New Mexico expects almost $1.2 billion in extra tax revenue because of oil and gas next year, after struggling to make ends meet in the current budget, and is planning to set up a rainy day fund to help ease future downturns, said Jeffrey Mitchell, director of the University of New Mexico’s Bureau of Business and Economic Research. While oil and gas drilling has been concentrated near the Texas border, jobs in the state’s largest city, Albuquerque, also have seen an upturn, he said.
“The situation was bleak,” Gov. Susana Martinez, a Republican, recalled in her state of the state speech this year. “We find ourselves in a much different position today.”
Texas’ state budget is also expecting a surplus: an increase in oil and gas taxes of about $2 billion to be split between a rainy day fund and a highway fund, said Chris Bryan, spokesman for the state Comptroller of Public Accounts.
The Texas economy has become more diversified with tech and health care, and is more likely to survive cyclical slowdowns, Bryan said.
California projects a $9 billion surplus. Demand for technology helped spur California job growth in the second quarter, along with health care and tourism, Reaser said.
“California is weathering tensions on global growth and trade,” she said.

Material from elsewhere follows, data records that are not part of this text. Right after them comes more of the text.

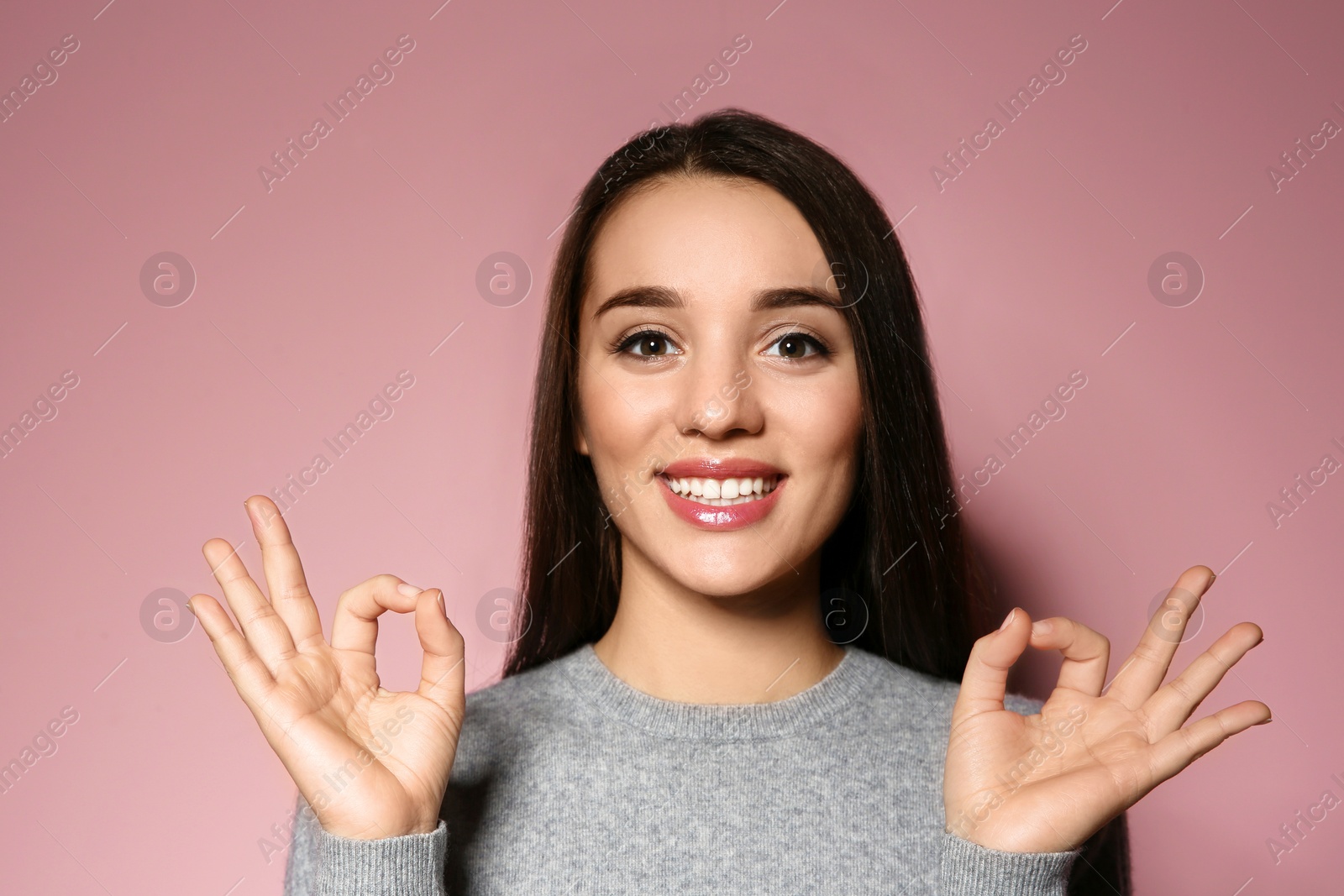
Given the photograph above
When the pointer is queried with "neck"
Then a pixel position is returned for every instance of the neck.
(680, 645)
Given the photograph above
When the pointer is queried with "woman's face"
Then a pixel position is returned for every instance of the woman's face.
(718, 387)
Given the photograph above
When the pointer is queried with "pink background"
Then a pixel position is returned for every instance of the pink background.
(311, 297)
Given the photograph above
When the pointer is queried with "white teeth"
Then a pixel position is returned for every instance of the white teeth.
(722, 492)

Texas and New Mexico had the largest recent increases in oil production because of rich supplies in the Permian Basin, an underground formation spanning the two states. But state and local policy also has played a role, said Kathleen Sgamma, president of the Western Energy Alliance, a Denver-based oil and gas trade group.
“The states that have seen significant gains have reasonable policies that enable development to move forward,” Sgamma said. “Contrast that with California, which has put up multiple obstacles and as a result has slipped in the rankings.”
California ranked third last year in oil production, but was surpassed this year by New Mexico and Oklahoma and now ranks fifth at about 462,000 barrels a day as of June, according to federal figures.
Lawmakers in California voted in May to ban new offshore drilling in state-controlled waters. Environmental groups have called on California’s Democratic Gov. Jerry Brown to freeze and then phase out oil and gas production in the state, though Brown has resisted the idea.
While the economic news was mostly good at midyear, in some ways the second quarter is an aberration, said Paul Flora, an analyst for the Federal Reserve Bank of Philadelphia who studies state economies, adding that growth in GDP is likely to slow.
Wyoming and Alaska had some of the biggest economic turnarounds this year, with oil and gas profits driving big increases in economic output after losses between 2016 and 2017.
Oil drilling and production is behind Wyoming’s rebound, said Wenlin Liu, the state’s chief economist. It’s bringing more production but less employment gain than earlier oil booms, Liu said.
“After the downturn in 2015 and 2016, the oil and gas industry got a lot more efficient in their operation with more automation,” Liu said. “The growth in oil and gas employment is a lot slower.”
Nationally, jobs in the mining sector, which includes oil and gas, grew by 17,000 since April, dwarfed by business services, which added 186,000 jobs, and construction, which added 79,000 jobs.
States with the largest annual job growth as of July were Utah, Nevada, Idaho, Texas and Washington, all of which saw annual job growth of more than 3 percent.